IMEC reports significant progress in improving the performance of planar CMOS using hafnium-based high-k dielectrics and tantalum-carbide metal gates targeting the 32nm CMOS node. Low threshold voltage (Vt) is achieved by applying a thin dielectric cap between the gate dielectric and metal gate. In addition, the use of laser-only annealing for gate stack engineering resulted in a significant reduction of the minimum sustainable gate length and improved short-channel effect control. The same processes were applied on FinFETs and resulted in a possible candidate technology for the 22nm node.
A major challenge in using high-k dielectrics for CMOS devices is the high threshold voltage resulting in low performance. Dual metal gates in combination with dual dielectrics can solve this problem but have the drawback that extra processing steps are required resulting in a higher processing cost. IMEC developed a simpler, lower-cost integration scheme using only one dielectric stack and one metal. A thin dielectric cap is deposited between the gate dielectric and metal gate which effectively modulates the work function towards the optimal operating zone. Laser anneal instead of spike anneal is applied to reduce the effective oxide thickness. Using laser-only annealing higher activated and shallow junctions could be achieved.
Both a lanthanium- (La2O3) and dysprosium-based (Dy2O3) capping layer was used for nMOS and an aluminum-based capping layer for pMOS. Symmetric low Vt of ±0.25V were achieved and drive currents of 1035µA/µm and 505µA/µm for nMOS and pMOS respectively at VDD of 1.1V and Ioff of 100nA/µm. Successful CMOS integration was illustrated by a ring oscillator delay of less than 15ps.
Since thin gate dielectrics suffer from soft breakdown before the specified lifetime and the failure is difficult to forecast, IMEC developed a time-dependent dielectric breakdown model to completely predict the reliability of the devices.

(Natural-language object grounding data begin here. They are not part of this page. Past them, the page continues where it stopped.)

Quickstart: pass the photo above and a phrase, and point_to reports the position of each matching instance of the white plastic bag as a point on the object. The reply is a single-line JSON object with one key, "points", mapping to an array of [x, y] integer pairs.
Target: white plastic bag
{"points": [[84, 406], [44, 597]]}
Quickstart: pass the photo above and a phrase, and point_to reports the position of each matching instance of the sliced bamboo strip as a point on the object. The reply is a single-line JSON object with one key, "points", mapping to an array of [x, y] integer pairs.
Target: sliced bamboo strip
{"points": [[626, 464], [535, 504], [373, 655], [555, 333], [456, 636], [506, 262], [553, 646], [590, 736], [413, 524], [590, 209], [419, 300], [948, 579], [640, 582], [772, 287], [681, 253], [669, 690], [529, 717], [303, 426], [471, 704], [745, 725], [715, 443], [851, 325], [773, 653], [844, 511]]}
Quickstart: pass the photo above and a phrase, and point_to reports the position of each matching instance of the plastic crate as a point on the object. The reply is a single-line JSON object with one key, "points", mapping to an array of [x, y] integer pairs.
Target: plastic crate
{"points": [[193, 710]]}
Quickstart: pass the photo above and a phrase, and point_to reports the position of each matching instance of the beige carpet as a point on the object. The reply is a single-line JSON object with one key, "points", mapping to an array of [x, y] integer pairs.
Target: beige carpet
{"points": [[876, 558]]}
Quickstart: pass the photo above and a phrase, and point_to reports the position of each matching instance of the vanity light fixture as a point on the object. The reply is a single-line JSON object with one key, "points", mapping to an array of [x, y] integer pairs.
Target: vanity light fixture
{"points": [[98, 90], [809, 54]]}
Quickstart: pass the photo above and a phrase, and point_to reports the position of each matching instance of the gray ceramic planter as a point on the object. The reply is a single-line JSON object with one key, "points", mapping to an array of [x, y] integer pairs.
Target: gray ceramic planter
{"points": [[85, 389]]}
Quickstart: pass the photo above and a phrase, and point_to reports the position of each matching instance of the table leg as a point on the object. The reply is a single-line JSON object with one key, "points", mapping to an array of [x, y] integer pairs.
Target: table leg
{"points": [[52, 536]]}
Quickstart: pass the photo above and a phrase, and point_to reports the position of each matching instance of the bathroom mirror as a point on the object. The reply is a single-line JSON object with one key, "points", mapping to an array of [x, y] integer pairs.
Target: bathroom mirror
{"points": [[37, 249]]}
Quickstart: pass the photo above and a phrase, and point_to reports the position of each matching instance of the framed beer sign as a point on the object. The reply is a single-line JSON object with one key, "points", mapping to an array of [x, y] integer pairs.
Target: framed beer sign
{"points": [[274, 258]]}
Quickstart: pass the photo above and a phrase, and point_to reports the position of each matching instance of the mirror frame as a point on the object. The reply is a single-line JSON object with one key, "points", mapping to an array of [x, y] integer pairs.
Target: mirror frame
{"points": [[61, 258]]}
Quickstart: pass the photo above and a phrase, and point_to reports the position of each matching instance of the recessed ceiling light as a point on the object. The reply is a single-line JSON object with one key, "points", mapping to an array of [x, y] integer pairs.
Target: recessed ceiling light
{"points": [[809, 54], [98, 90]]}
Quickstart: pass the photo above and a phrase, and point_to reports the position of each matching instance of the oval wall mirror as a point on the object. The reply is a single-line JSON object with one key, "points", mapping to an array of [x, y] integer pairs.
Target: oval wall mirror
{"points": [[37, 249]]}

The model is based on the statistical analysis of hard breakdown including multiple soft breakdown and wear out. By applying the model on the high-k/metal gate devices, the excellent quality of the gate dielectrics has been demonstrated.
In strong collaboration with NXP and TSMC, excellent performance (drive current of 950µA/µm and Ioff of 50nA/µm at VDD of 1V for nMOS FinFETs) and short channel effect control were achieved for tall, narrow FinFETs without mobility enhancement. Physical vapor deposition (PVD) and atomic layer deposition (ALD) were compared as metal deposition technique. Since PVD metals are denser and less porous, PVD of titanium nitride (TiN) electrodes on hafnium oxide (HfO2) dielectrics gave improved nMOS performance compared to ALD TiN. IMEC also applied the dysprosium-based (Dy2O3) capping process on FinFETs resulting in a possible candidate technology for the 22nm node.
These results were obtained in collaboration with IMEC’s (sub-)32nm CMOS core partners including Infineon, Qimonda, Intel, Micron, NXP, Panasonic, Samsung, STMicroelectronics, Texas Instruments and TSMC, and IMEC’s key CMOS partners including Elpida and Hynix.
IMEC is a world-leading independent research center in nanoelectronics and nanotechnology. Its research focuses on the next generations of chips and systems, and on the enabling technologies for ambient intelligence. IMEC’s research bridges the gap between fundamental research at universities and technology development in industry. Its unique balance of processing and system know-how, intellectual property portfolio, state-of-the-art infrastructure and its strong network of companies, universities and research institutes worldwide position IMEC as a key partner for shaping technologies for future systems. IMEC vzw is headquartered in Leuven, Belgium, has a sister company in the Netherlands, IMEC-NL, concentrating on wireless autonomous transducer solutions, and has representatives in the US, China and Japan. Its staff of more than 1500 people includes more than 500 industrial residents and guest researchers. In 2006, its revenue (P&L) was EUR 227 million.